At university you can prepare for a lot of things: assignments, choosing a flat, the desperately cold weather. However, realising that the cracks are beginning to show in your beloved first-year friendship group is a truly soul-destroying experience.
The first year of university is as much an exciting realisation of one’s independence and freedom, as it is a desperate scramble to attach yourselves to the very first people that you meet. For many, the year is already fraught with petty arguments about kitchen cleanup and inevitable fallouts. Yet, some may feel as if they have found the sort of friends that feel like family. Unfortunately, though, in mine and many of my friends’ experiences, this honeymoon stage of friendship rarely survives the notorious ‘second year curse.’
Why is it that we tend to feel so much friction with people we had initially got on so well with? A common grievance is untidiness, and a lack of respect for shared space. Resentment builds, causing tension amongst flatmates.

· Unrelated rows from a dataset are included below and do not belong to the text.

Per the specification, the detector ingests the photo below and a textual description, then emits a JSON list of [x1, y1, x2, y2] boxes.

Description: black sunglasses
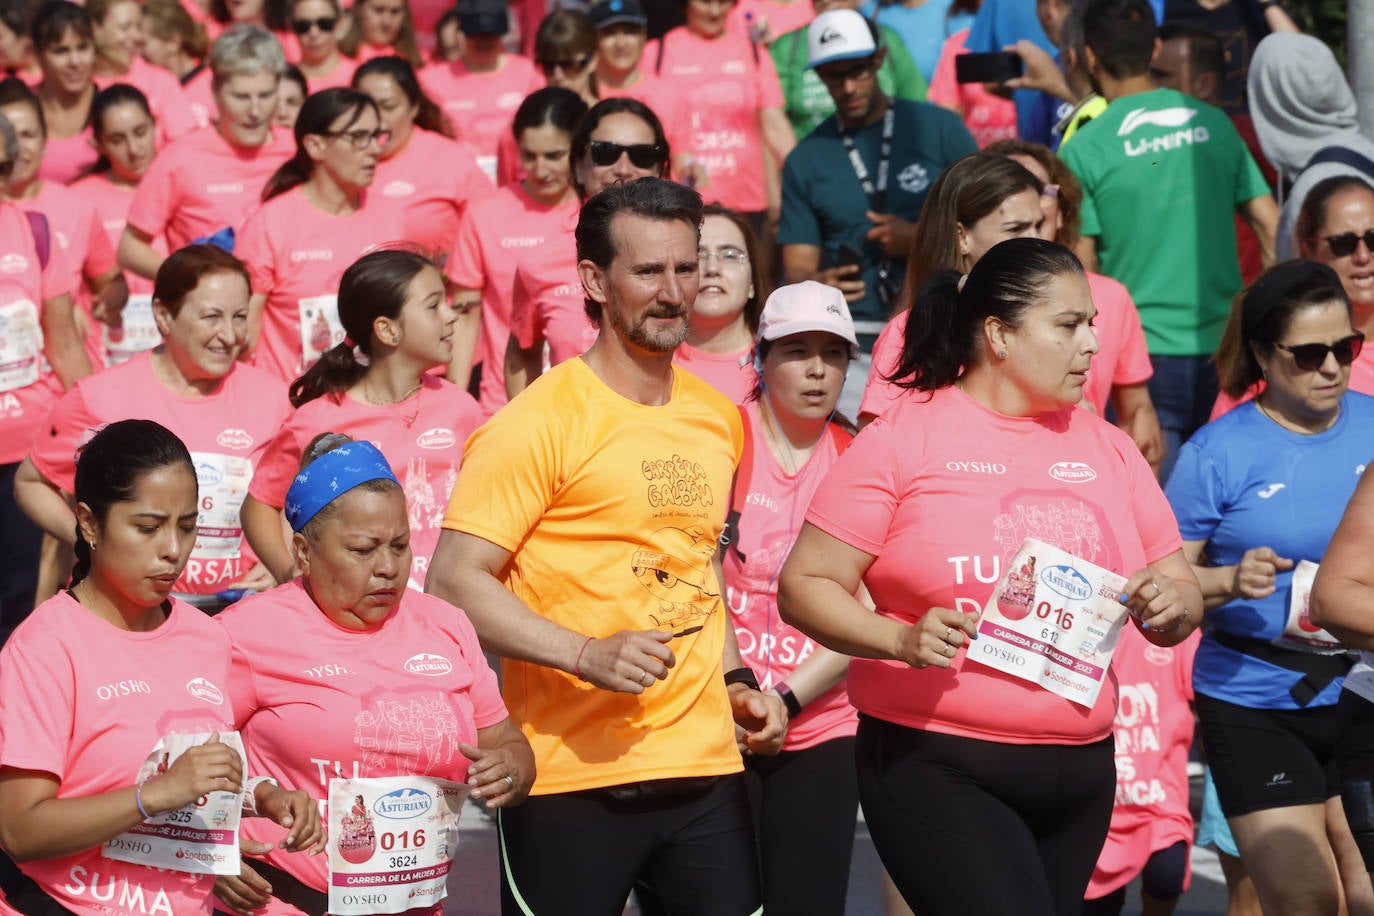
[[538, 52, 594, 76], [1311, 229, 1374, 258], [1273, 332, 1365, 371], [291, 15, 337, 33], [587, 140, 665, 169]]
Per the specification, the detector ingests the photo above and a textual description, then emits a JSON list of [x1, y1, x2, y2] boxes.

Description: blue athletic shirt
[[1166, 393, 1374, 709]]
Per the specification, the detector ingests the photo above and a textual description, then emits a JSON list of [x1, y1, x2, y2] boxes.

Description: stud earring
[[997, 350, 1008, 359]]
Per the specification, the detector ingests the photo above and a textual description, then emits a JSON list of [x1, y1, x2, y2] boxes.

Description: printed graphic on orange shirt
[[632, 525, 720, 631], [642, 454, 716, 514]]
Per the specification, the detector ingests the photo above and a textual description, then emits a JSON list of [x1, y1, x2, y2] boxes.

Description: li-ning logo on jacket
[[1118, 107, 1210, 158], [1117, 107, 1198, 136]]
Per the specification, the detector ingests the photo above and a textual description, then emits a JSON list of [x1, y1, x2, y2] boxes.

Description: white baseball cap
[[807, 9, 878, 71], [758, 281, 860, 357]]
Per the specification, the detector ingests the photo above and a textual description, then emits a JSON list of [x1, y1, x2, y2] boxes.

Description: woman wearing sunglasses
[[286, 0, 356, 91], [1164, 260, 1374, 916], [238, 87, 406, 382]]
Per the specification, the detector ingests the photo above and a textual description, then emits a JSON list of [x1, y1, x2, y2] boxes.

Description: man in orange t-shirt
[[429, 178, 785, 916]]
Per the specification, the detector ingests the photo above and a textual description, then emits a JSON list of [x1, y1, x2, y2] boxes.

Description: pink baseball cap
[[757, 281, 860, 357]]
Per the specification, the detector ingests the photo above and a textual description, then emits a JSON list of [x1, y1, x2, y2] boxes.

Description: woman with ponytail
[[0, 419, 322, 915], [17, 244, 290, 610], [238, 86, 407, 382], [241, 248, 479, 589], [780, 237, 1202, 916], [352, 55, 491, 260]]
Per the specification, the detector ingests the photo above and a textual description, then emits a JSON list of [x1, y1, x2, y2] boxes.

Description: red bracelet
[[573, 636, 595, 681]]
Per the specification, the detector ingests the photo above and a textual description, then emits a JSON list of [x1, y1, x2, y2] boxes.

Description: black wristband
[[724, 667, 760, 691], [774, 681, 804, 720]]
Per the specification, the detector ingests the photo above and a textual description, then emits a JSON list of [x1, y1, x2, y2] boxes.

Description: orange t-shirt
[[442, 358, 746, 794]]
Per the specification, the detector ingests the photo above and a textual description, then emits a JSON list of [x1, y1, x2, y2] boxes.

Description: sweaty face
[[296, 485, 411, 631], [584, 213, 700, 354], [994, 271, 1099, 413]]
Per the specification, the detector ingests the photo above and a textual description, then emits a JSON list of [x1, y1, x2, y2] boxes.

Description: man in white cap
[[777, 7, 975, 417]]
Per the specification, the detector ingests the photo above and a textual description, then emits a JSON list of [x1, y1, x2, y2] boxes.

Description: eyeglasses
[[291, 15, 337, 33], [538, 52, 594, 76], [587, 140, 665, 169], [1273, 332, 1365, 371], [698, 245, 748, 266], [1310, 230, 1374, 258], [815, 59, 879, 88], [323, 127, 391, 148]]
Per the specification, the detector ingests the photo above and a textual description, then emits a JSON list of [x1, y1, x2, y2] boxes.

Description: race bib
[[299, 294, 344, 369], [971, 538, 1131, 707], [101, 731, 243, 875], [327, 776, 467, 915], [0, 298, 42, 392], [190, 452, 252, 560], [1274, 560, 1345, 653], [103, 295, 161, 365]]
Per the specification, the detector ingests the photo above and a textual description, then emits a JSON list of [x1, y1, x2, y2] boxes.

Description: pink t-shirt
[[98, 56, 200, 147], [806, 385, 1182, 744], [370, 128, 493, 264], [926, 30, 1019, 149], [126, 125, 295, 251], [730, 0, 815, 41], [417, 55, 541, 183], [29, 180, 120, 369], [725, 401, 856, 751], [508, 219, 593, 368], [38, 129, 97, 185], [247, 376, 481, 586], [859, 271, 1153, 421], [1088, 626, 1198, 899], [653, 27, 785, 213], [1211, 349, 1374, 418], [30, 351, 290, 593], [445, 184, 579, 416], [237, 186, 409, 382], [673, 343, 755, 404], [69, 172, 160, 298], [218, 583, 507, 908], [0, 594, 234, 916], [303, 54, 359, 92], [0, 202, 73, 464]]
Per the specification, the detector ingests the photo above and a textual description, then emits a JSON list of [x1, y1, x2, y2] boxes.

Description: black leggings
[[1080, 840, 1190, 916], [856, 715, 1115, 916], [743, 736, 858, 916], [1338, 690, 1374, 872], [498, 774, 760, 916]]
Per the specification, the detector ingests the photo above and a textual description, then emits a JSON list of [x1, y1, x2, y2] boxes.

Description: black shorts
[[1196, 692, 1346, 817]]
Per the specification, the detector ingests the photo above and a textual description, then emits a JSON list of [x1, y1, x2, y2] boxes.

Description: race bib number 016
[[327, 776, 467, 915], [101, 731, 244, 875], [970, 538, 1130, 707]]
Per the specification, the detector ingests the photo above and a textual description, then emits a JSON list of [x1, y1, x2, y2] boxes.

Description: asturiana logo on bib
[[217, 428, 254, 450], [195, 460, 224, 488], [417, 428, 456, 450], [186, 677, 224, 705], [404, 653, 453, 676], [1040, 564, 1092, 601], [373, 787, 432, 819], [1048, 461, 1096, 483]]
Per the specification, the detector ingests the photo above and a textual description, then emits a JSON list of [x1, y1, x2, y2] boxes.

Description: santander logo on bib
[[417, 428, 456, 450], [217, 428, 254, 450], [404, 653, 453, 676], [1048, 461, 1097, 483], [186, 677, 225, 705]]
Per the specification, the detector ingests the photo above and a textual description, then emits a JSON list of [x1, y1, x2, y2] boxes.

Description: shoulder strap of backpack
[[23, 210, 50, 270], [720, 404, 754, 560], [1303, 146, 1374, 183]]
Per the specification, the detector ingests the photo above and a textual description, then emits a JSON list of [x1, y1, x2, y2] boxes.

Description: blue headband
[[284, 440, 399, 533]]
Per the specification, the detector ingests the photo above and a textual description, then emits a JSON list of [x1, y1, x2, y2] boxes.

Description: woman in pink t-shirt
[[273, 63, 306, 127], [285, 0, 356, 91], [214, 435, 531, 916], [352, 55, 491, 262], [17, 244, 291, 607], [673, 204, 766, 404], [780, 238, 1202, 916], [240, 87, 408, 381], [29, 2, 99, 184], [338, 0, 422, 68], [140, 0, 210, 96], [727, 280, 860, 915], [88, 0, 199, 145], [859, 150, 1163, 471], [242, 249, 479, 590], [0, 419, 321, 916]]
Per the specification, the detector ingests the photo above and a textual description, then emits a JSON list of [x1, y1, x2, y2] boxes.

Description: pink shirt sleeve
[[805, 418, 902, 557], [125, 149, 177, 238], [1118, 425, 1182, 562], [38, 215, 75, 300], [1112, 297, 1153, 387], [29, 382, 98, 493], [247, 417, 309, 507], [236, 205, 278, 304], [446, 206, 487, 289], [755, 40, 785, 110], [926, 32, 964, 109], [857, 313, 906, 421], [0, 626, 73, 775], [82, 203, 117, 278]]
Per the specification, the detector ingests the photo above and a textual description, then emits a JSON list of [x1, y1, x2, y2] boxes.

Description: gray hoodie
[[1249, 32, 1374, 259]]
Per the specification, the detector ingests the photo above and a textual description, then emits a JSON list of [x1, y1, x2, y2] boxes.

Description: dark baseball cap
[[457, 0, 508, 36], [589, 0, 647, 29]]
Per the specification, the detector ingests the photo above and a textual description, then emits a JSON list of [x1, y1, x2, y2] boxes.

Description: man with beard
[[428, 177, 786, 916]]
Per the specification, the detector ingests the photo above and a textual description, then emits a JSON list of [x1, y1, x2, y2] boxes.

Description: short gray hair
[[210, 24, 287, 89], [0, 112, 16, 164]]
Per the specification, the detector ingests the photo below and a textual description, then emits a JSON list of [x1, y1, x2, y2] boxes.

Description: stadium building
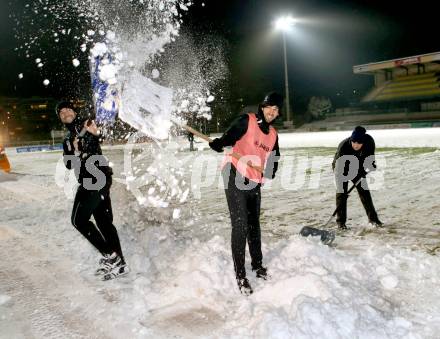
[[302, 51, 440, 131]]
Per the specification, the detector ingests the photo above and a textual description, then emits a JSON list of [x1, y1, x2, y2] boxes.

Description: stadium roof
[[353, 52, 440, 75]]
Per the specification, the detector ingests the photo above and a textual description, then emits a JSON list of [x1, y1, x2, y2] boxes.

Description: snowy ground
[[1, 129, 440, 338]]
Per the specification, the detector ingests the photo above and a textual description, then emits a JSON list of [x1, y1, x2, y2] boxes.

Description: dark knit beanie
[[261, 92, 284, 115], [55, 101, 75, 117], [351, 126, 366, 143]]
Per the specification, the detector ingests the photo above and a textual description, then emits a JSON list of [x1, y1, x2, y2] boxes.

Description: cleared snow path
[[0, 225, 111, 339]]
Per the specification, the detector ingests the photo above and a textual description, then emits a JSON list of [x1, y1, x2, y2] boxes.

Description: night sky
[[1, 0, 439, 112]]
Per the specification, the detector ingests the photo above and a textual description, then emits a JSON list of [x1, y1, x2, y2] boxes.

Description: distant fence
[[330, 107, 411, 117], [16, 144, 63, 153], [3, 138, 64, 148]]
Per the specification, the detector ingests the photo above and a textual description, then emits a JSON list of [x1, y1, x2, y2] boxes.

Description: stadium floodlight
[[274, 16, 296, 127], [275, 16, 296, 32]]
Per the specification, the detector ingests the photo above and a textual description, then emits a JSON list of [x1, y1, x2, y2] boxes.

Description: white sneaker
[[369, 220, 384, 228], [102, 264, 130, 281], [95, 253, 122, 276]]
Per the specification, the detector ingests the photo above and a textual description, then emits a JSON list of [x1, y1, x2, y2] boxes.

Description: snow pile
[[108, 225, 436, 338], [0, 295, 11, 306], [246, 238, 411, 338]]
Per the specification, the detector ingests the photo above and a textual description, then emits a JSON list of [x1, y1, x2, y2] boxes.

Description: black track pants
[[336, 178, 379, 225], [223, 167, 263, 280], [71, 185, 124, 260]]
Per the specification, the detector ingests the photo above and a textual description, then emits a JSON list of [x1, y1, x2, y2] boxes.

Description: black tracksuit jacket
[[62, 116, 124, 260]]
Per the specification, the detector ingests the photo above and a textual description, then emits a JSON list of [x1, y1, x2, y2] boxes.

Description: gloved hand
[[364, 162, 377, 173], [360, 165, 376, 179], [209, 138, 224, 153]]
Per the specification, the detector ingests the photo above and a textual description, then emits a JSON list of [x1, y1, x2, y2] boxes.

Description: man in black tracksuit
[[56, 101, 127, 280], [332, 126, 382, 229], [209, 92, 282, 295]]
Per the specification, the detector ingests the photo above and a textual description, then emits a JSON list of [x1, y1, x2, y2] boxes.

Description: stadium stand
[[299, 52, 440, 131], [366, 72, 440, 102]]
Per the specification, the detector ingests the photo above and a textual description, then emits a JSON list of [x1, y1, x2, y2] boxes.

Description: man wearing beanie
[[208, 91, 282, 295], [56, 101, 128, 280], [332, 126, 383, 230]]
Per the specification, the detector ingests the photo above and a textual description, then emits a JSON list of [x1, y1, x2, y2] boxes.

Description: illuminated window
[[30, 104, 48, 109]]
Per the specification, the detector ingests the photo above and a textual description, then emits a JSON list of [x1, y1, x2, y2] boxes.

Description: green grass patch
[[376, 147, 438, 156], [283, 147, 438, 157]]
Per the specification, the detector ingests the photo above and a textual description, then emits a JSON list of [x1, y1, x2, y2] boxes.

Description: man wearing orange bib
[[209, 92, 282, 295]]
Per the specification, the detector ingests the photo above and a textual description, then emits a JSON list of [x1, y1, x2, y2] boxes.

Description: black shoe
[[369, 219, 384, 228], [237, 278, 253, 296], [98, 252, 117, 266], [252, 266, 269, 280], [337, 222, 349, 230]]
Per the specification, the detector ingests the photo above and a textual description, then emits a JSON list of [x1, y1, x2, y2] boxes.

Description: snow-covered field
[[1, 129, 440, 339]]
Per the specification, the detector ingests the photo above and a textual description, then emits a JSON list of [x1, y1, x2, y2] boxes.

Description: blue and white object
[[90, 42, 119, 125], [89, 41, 174, 139], [90, 55, 119, 124]]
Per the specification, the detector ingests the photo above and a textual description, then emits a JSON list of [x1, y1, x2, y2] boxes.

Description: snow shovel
[[322, 173, 368, 228], [300, 172, 369, 245]]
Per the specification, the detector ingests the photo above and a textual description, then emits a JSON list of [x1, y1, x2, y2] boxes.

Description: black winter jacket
[[332, 135, 376, 178], [62, 116, 113, 188]]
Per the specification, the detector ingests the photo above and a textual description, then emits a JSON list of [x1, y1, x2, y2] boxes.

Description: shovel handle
[[183, 124, 212, 143], [324, 172, 371, 228], [176, 122, 264, 174]]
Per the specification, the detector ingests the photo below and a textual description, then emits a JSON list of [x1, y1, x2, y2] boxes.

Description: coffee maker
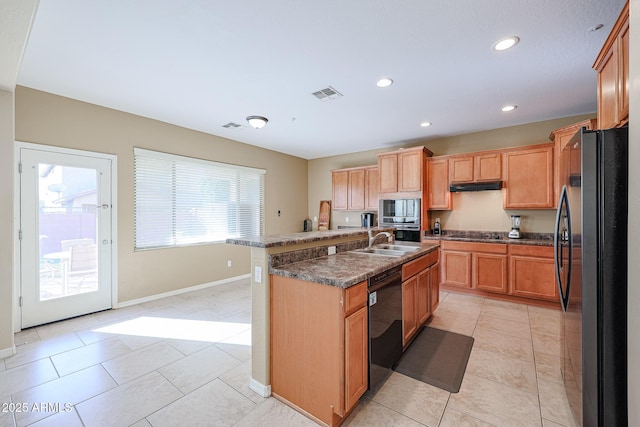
[[509, 215, 521, 239], [361, 212, 375, 227]]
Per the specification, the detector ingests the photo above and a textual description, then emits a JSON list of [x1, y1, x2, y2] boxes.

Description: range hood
[[449, 181, 503, 192]]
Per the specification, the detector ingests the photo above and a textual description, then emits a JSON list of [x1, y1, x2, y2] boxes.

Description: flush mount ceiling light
[[420, 121, 432, 127], [246, 116, 268, 129], [501, 105, 518, 112], [376, 78, 394, 88], [492, 36, 520, 51]]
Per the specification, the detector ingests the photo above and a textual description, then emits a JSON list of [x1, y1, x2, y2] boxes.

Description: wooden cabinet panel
[[594, 2, 629, 129], [503, 145, 554, 209], [416, 268, 431, 325], [345, 306, 368, 412], [332, 170, 349, 210], [378, 153, 398, 193], [365, 166, 379, 211], [510, 255, 557, 301], [402, 276, 417, 346], [474, 253, 508, 293], [449, 156, 474, 183], [348, 169, 366, 211], [442, 250, 471, 288], [402, 249, 438, 279], [431, 262, 440, 311], [475, 153, 502, 181], [427, 158, 452, 210], [398, 150, 423, 192]]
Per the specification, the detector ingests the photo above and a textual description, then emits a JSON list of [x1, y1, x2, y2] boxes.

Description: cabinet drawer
[[509, 245, 553, 258], [344, 281, 368, 316], [441, 240, 507, 254], [402, 250, 438, 279]]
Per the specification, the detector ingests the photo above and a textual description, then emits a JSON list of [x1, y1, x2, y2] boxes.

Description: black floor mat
[[393, 326, 474, 393]]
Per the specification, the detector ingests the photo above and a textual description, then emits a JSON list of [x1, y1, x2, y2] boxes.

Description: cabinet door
[[398, 150, 423, 192], [431, 262, 440, 311], [416, 268, 431, 325], [332, 170, 349, 210], [427, 159, 451, 210], [441, 250, 471, 288], [378, 153, 398, 193], [345, 306, 368, 411], [598, 47, 619, 130], [510, 255, 557, 300], [619, 19, 629, 124], [503, 146, 554, 209], [474, 153, 502, 181], [348, 169, 366, 210], [449, 156, 474, 183], [402, 276, 417, 346], [364, 167, 379, 211], [473, 253, 508, 293]]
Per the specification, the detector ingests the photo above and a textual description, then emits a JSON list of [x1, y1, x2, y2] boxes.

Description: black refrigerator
[[554, 126, 628, 426]]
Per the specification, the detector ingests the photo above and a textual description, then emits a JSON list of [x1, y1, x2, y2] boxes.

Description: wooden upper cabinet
[[503, 144, 554, 209], [364, 166, 379, 211], [378, 153, 399, 193], [332, 166, 377, 211], [593, 1, 629, 129], [549, 119, 597, 206], [348, 168, 366, 211], [332, 170, 349, 210], [475, 153, 502, 181], [449, 152, 501, 183], [449, 156, 474, 183], [378, 146, 431, 196], [427, 158, 451, 210]]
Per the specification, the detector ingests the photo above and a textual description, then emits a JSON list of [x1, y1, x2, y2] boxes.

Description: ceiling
[[16, 0, 626, 159]]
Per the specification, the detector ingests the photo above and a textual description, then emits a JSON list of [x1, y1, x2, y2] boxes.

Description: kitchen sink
[[354, 248, 407, 257], [376, 244, 420, 252]]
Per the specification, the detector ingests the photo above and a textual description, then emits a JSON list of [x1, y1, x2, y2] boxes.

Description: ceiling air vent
[[312, 86, 343, 101], [222, 122, 241, 128]]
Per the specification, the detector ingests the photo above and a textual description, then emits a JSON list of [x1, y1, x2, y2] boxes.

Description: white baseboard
[[0, 345, 16, 359], [116, 274, 251, 308], [249, 377, 272, 398]]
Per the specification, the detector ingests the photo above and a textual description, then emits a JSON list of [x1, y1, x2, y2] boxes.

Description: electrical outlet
[[313, 216, 318, 222], [227, 260, 232, 268], [345, 216, 349, 223], [328, 246, 336, 255], [255, 266, 262, 283]]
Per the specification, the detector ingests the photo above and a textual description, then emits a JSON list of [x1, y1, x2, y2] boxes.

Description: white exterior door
[[19, 146, 115, 328]]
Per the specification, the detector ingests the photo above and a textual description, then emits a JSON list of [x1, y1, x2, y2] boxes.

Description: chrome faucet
[[368, 230, 392, 247]]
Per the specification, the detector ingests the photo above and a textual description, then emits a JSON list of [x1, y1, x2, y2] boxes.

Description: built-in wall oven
[[379, 198, 421, 242]]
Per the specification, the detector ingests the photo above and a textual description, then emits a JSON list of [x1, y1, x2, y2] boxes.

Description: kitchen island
[[227, 228, 439, 426]]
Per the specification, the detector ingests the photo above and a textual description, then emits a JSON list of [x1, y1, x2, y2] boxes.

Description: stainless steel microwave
[[379, 198, 420, 228]]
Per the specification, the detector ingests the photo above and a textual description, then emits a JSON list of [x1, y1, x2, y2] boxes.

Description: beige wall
[[628, 0, 639, 422], [14, 87, 309, 303], [309, 114, 594, 234], [0, 89, 15, 354]]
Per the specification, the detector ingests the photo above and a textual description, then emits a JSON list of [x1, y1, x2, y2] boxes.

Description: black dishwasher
[[368, 265, 403, 392]]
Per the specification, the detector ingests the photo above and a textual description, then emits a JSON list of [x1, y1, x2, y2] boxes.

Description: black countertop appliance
[[361, 212, 375, 227]]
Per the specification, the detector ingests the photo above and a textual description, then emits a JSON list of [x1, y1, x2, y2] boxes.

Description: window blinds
[[134, 148, 265, 250]]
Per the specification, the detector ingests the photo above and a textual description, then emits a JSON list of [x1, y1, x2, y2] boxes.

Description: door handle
[[102, 240, 110, 245]]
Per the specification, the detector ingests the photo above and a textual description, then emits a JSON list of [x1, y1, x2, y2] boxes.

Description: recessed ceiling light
[[420, 122, 432, 127], [501, 105, 517, 112], [493, 36, 520, 51], [376, 78, 394, 88]]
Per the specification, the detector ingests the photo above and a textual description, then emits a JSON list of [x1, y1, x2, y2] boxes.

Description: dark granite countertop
[[269, 242, 440, 288], [423, 230, 553, 246], [226, 226, 394, 248]]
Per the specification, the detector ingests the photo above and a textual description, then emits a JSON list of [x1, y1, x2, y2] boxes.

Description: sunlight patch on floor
[[92, 316, 250, 343]]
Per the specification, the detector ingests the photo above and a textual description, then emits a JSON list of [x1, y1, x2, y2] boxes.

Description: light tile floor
[[0, 278, 576, 427]]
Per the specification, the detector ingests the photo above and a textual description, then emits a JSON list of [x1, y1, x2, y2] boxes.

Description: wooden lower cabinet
[[401, 250, 439, 346], [442, 250, 472, 288], [431, 262, 440, 311], [509, 245, 557, 301], [474, 252, 508, 293], [271, 276, 368, 426], [402, 276, 418, 346]]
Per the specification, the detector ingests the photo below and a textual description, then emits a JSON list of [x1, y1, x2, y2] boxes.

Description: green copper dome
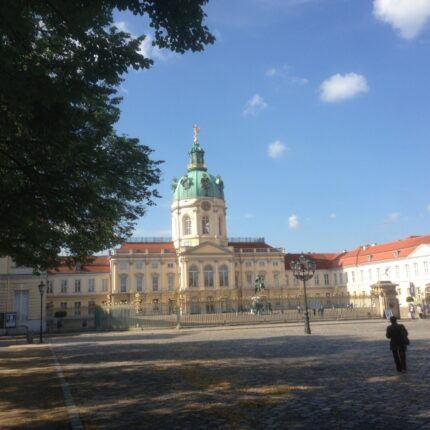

More often than not, however, the reason for fallout is a clash of personalities. Indeed, the reason that this is so surprising is because you thought you knew each other well; well enough to live together. I have a theory about why this happens: some people keep their depths well-hidden. I have heard of many people who seem lovely but, as soon as the lease is signed, unleash a version of themselves that is relentlessly argumentative, or unable to complete the simplest of household tasks.
Many people actually suggest not living with your friends, for fear of uncovering these unfortunate qualities. If you are currently a second-year, living with friends and have not yet had a similar-sounding experience—don’t despair. By this time in the semester, you’re probably one of the lucky few. That’s not to say that student living is without its challenges. Compromises are necessary when living with others and minor disagreements are unavoidable, regardless of whether or not your flatmates stay your friends.
My own experience of a first-year friendship deterioration actually was caused by our group not living together, as initially planned. It was the separation; the act of not seeing each other every day (as we had done previously) that caused dynamics to shift. We slowly outgrew one another—and now we don’t speak at all. Reflecting on this is important; it’s absolutely okay for friendships to evolve over time. The truth is: not everyone is a friend for life—people come and go, and that’s totally fine. As hard as it sounds, don’t dwell—it’s an opportunity to explore other relationships!